電気自動車の短所である航続距離の短さをカバーする役割を持ち、ユーザーが充電切れを危惧せず、安心して運転するために必要不可欠なのが、充電スポット(以下充電インフラとする)の普及です。以前、電気自動車の充電器について詳しくご説明させていただきましたが、実際にそれらの充電インフラはどのようにして普及されていくのでしょうか。
私個人の意見としては、出力の50kwの急速充電はそこまで多く必要でないと考えますが、現状では、急速充電器の必要性を訴える議論が目立っています。普通充電、急速充電どちらが普及するにしろ、そのプロセスはガソリンスタンドのそれとは異なるものになるであろうと私は考えます。 充電インフラの普及には、私の持論でありますが、ラインとゾーンとよばれる二通りの考え方があります。今回は、まずそれらの考えについてお話しさせていただければと思います。
ラインの考え方
(図)ラインの考え方
簡単に言えば、ラインの考え方とは、電気自動車が長い距離を走れるようにするために、航続距離内に全国各地途切れることなく充電インフラを網の目のように設置するという考え方です。
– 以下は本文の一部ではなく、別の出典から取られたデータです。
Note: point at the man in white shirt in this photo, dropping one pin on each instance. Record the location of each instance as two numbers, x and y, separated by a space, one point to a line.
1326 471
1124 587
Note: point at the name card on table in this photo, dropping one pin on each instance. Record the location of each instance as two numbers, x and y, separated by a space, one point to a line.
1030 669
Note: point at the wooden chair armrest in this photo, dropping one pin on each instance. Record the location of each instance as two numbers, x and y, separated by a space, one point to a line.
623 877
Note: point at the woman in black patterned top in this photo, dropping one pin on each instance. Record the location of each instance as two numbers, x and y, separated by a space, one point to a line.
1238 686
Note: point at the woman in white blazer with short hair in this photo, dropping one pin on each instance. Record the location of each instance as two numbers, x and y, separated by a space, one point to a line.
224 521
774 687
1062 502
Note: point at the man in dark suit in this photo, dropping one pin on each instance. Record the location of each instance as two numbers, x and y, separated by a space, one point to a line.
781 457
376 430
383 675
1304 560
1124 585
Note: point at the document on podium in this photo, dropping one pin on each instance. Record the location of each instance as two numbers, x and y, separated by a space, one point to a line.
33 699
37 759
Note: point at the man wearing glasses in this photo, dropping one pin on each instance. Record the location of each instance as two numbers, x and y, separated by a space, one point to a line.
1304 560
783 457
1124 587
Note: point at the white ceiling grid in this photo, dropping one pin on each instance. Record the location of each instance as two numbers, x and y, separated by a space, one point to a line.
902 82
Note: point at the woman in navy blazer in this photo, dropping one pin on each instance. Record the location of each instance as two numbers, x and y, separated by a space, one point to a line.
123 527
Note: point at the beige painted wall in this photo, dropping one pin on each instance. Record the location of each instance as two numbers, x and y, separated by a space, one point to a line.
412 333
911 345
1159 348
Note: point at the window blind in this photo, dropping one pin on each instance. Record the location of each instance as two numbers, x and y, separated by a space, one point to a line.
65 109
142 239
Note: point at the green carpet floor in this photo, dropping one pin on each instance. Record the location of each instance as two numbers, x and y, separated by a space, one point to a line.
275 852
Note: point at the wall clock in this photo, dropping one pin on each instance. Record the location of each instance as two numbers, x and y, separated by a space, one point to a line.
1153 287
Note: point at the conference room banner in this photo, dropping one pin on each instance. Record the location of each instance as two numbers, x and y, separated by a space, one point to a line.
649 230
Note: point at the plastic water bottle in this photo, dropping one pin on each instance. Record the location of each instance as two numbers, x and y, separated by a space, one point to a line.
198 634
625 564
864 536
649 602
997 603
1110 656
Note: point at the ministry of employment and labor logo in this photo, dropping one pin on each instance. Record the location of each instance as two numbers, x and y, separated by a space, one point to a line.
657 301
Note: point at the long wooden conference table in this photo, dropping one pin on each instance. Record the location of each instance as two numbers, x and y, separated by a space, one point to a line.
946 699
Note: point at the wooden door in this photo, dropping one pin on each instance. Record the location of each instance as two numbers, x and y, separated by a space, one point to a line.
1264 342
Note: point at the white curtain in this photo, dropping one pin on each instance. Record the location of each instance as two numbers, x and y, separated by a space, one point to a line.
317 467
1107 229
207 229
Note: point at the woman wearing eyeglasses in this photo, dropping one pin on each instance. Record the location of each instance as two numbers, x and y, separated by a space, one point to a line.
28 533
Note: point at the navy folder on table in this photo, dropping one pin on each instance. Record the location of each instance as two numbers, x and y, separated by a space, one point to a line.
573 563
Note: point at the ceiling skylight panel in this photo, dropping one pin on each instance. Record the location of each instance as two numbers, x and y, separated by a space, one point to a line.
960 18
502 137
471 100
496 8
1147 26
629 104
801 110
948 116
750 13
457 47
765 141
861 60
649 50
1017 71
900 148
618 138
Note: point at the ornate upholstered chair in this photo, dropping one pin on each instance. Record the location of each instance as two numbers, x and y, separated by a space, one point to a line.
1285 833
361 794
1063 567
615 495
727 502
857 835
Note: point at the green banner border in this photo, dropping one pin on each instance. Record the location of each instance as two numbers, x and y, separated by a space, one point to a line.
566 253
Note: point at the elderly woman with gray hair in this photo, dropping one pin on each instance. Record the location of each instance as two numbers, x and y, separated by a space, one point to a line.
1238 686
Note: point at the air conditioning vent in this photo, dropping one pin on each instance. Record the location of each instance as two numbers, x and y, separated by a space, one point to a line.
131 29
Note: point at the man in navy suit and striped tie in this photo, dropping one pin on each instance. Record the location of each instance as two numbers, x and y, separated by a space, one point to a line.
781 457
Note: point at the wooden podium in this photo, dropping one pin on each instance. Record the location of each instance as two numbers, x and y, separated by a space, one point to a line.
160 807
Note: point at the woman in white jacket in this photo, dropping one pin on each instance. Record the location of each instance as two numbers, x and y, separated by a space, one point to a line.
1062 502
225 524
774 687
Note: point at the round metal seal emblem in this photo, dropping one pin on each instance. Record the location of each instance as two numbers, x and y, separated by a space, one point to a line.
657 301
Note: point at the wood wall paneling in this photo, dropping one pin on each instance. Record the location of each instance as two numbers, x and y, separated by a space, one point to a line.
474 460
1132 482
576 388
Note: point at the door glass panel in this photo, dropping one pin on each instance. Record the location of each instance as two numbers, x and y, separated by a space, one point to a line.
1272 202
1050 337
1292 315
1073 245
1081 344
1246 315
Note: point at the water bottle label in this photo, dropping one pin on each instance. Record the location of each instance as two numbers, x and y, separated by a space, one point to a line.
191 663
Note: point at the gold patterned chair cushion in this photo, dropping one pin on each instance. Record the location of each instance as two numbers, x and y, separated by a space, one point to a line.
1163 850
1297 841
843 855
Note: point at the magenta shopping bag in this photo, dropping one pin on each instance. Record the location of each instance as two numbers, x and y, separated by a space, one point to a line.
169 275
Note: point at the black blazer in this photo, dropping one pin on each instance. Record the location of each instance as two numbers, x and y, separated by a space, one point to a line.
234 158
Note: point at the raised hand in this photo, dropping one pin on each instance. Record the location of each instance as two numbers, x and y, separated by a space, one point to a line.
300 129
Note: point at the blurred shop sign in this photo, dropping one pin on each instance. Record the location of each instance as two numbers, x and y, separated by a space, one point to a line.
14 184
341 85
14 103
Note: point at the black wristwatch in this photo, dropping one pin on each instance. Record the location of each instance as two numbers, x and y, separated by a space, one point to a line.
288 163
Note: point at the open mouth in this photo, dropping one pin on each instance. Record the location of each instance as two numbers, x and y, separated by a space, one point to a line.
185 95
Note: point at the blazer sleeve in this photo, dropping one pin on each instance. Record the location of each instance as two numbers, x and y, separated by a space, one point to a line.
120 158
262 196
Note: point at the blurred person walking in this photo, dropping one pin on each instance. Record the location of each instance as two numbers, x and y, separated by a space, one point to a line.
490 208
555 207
今日のガソリンスタンドはこのラインの考え方と同じ設置方法をとっています。言うまでもなく、短い時間の充電で長い距離の走行を可能にする急速充電器が必要となります。
ゾーンの考え方
(図)ゾーンの考え方
一方ゾーンの考え方とは、地域ごとに電気自動車が自由に移動できる区域が作られる考え方です。その際は急速充電ばかりでなく、一般的なコンセントによる普通充電器、出力やサイズの小さい中速型の充電器で対応できる場合が多いことが想定されます。私は、急速充電器の普及が着々と進む一方で、多額のコストが必要とされない、比較的簡易な充電インフラが同時に求められることとなると思います。
電気自動車が普及するまでかかる時間やインフラや車両の費用、使いやすさを考慮すると、従来のガソリンスタンドの形態であるラインの考え方だけではインフラ整備は進みません。行政や地域が管理する施設や、スーパーマーケットやショッピングモールを巻き込んだインフラの整備がこれから普及していくうえで重要な役割を担うことになるでしょう。